In deze zaak heeft het gerechtshof Amsterdam op 10 december 2019 uitspraak gedaan in hoger beroep tegen een vonnis van de politierechter in de rechtbank Noord-Holland. De verdachte, geboren in Turkije in 1976, was beschuldigd van diefstal van een geldbedrag van ongeveer € 49,95, dat hij had weggenomen door contactloos te betalen met de pinpas van het slachtoffer. De tenlastelegging betrof een diefstal waarbij de verdachte zich toegang tot de plaats van het misdrijf had verschaft door middel van een valse sleutel, in dit geval de pinpas en pincode van het slachtoffer. Het hof heeft vastgesteld dat de verdachte het ten laste gelegde feit wettig en overtuigend bewezen heeft geacht. Het vonnis van de politierechter werd vernietigd, en de verdachte werd vrijgesproken van andere ten laste gelegde feiten die niet bewezen konden worden.
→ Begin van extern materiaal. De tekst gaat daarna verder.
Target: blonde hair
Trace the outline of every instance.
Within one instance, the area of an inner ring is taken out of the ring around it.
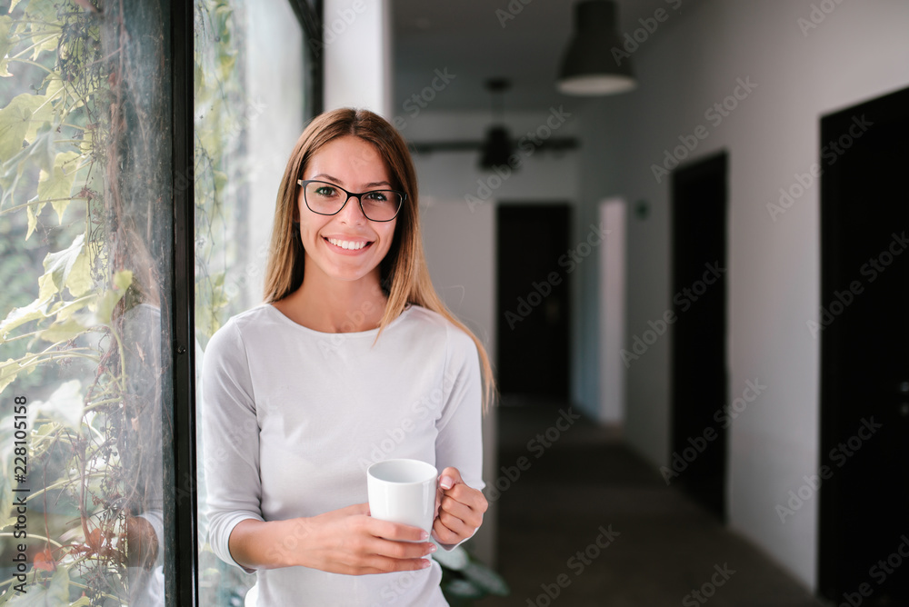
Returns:
[[[282,300],[303,284],[304,250],[300,229],[296,224],[299,221],[297,179],[303,178],[313,154],[329,142],[345,135],[354,135],[372,144],[387,164],[392,187],[407,194],[397,215],[391,248],[379,266],[383,289],[388,293],[388,304],[379,322],[379,334],[408,304],[442,314],[470,335],[476,344],[483,373],[483,409],[487,411],[495,394],[489,355],[476,335],[445,307],[433,287],[423,253],[416,172],[410,152],[401,134],[373,112],[342,108],[322,114],[310,122],[294,146],[281,180],[275,210],[272,243],[265,269],[265,303]]]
De strafbaarheid van de verdachte werd niet uitgesloten, en het hof oordeelde dat de verdachte strafbaar was voor de bewezenverklaring van diefstal. De politierechter had de verdachte eerder veroordeeld tot een gevangenisstraf van drie weken. De advocaat-generaal had in hoger beroep een gevangenisstraf van drie weken gevorderd, waarvan twee weken voorwaardelijk. Het hof heeft echter besloten om een voorwaardelijke gevangenisstraf van drie weken op te leggen, rekening houdend met de omstandigheden waaronder het feit was begaan en de persoon van de verdachte. Het hof heeft ook de recidive van de verdachte in overweging genomen, maar besloot om de voorwaardelijke straf op te leggen om het behandeltraject van de verdachte niet te onderbreken.
De beslissing van het hof is gebaseerd op de artikelen 14a, 14b, 14c, 63 en 311 van het Wetboek van Strafrecht, zoals deze golden ten tijde van het bewezen verklaarde. Het arrest is uitgesproken in de openbare terechtzitting van het gerechtshof op 10 december 2019.